A 3”x4” jacketed line brought air from 44 ft above grade into the south end of the old SRU#1 tank. 25 ft north of that, a 3”x4" steam jacketed line routed air from the tank to an eductor which exhausts into the incinerator. Sulfur from the SRU#1 seal legs entered the tank 8 ft further north of the outlet to the eductor. There was no other air inlet. Thus, 8 ft of tank length from its inlet was not swept with air. However, there was a small nitrogen purge piped into the sulfur entering the tank. There was no known history of vapor space deflagrations or explosions in the SRU#1 tank.

The new sulfur tank has air inlet vents near each of its roof corners.
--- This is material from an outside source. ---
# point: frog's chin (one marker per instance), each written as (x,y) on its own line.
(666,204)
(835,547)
It is common to see sulfur tank inlet vents at the surface of the roof with no jacketing or other heating. However, some sulfur tank/pit installations in cold climates have jacketed inlet vents. This includes the SRU#2 pit at the HollyFrontier Cheyenne refinery. It is suspected that heating the air coming through such jacketed pipe helps prevent corrosion near the vents and, possibly, on other steel surfaces within the tank.

sulfur tank

An above-ground sulfur tank in Wyoming, but not at the Cheyenne refinery, with non-heated air inlet vents. Note the partial collapse of those vents, caused by corrosion.

The new SRU#1 tank has 6 ft tall 3"x4" jacketed air inlet stacks near each of the four roof corners.
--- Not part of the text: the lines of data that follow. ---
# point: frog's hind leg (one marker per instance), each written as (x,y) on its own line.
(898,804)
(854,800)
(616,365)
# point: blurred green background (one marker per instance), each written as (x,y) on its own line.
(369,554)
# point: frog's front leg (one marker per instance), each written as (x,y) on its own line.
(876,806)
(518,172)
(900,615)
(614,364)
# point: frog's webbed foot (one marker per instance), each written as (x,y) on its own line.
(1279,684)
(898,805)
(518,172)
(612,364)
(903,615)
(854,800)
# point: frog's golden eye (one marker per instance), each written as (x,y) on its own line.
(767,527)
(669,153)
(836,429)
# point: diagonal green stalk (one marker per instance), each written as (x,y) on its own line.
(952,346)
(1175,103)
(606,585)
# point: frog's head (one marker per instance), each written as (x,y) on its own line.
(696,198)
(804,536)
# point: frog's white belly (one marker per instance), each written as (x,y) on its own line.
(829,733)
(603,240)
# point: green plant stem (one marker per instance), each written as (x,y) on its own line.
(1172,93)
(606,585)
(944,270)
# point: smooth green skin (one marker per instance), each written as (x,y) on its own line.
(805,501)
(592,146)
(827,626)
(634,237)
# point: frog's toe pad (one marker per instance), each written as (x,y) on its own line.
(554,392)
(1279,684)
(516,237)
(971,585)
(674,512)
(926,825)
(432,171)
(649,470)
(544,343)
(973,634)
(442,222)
The 44 ft high air inlet and the vent line to the eductor are still in place. Normal operation is with the eductor operating to pull air into the tank from all 5 of these inlets. If the eductor is not operating, natural drafting will result in the 44 ft high stack pulling air through the tank from the four lower roof corner stacks. In both cases, air is swept over the whole area above the sulfur in the tank. Also, for both cases, flow rates of sweep air were calculated for a wide range of ambient temperatures. In all cases the sweep air kept H2S concentration well below 20% of the lower combustible limit.

The two following diagrams show example tank sweep air flows and estimated emissions for operation with and without the eductor in service. In both cases, air within the tank is estimated to be well above ambient.

SRU tank

SRU tank replacement

Detail for the four corner air inlet stacks. The restriction (1" i.d. "washer") at the very top of this inlet is designed to allow sufficient vent air, but not excessive air. Excessive air could somewhat cool the tank interior.

SRU tank engineering

Closing

The new SRU#1 sulfur tank has operated without problems since October of 2016. The SRU#1 to SRU#2 pit sulfur line is still in place and can be used if needed.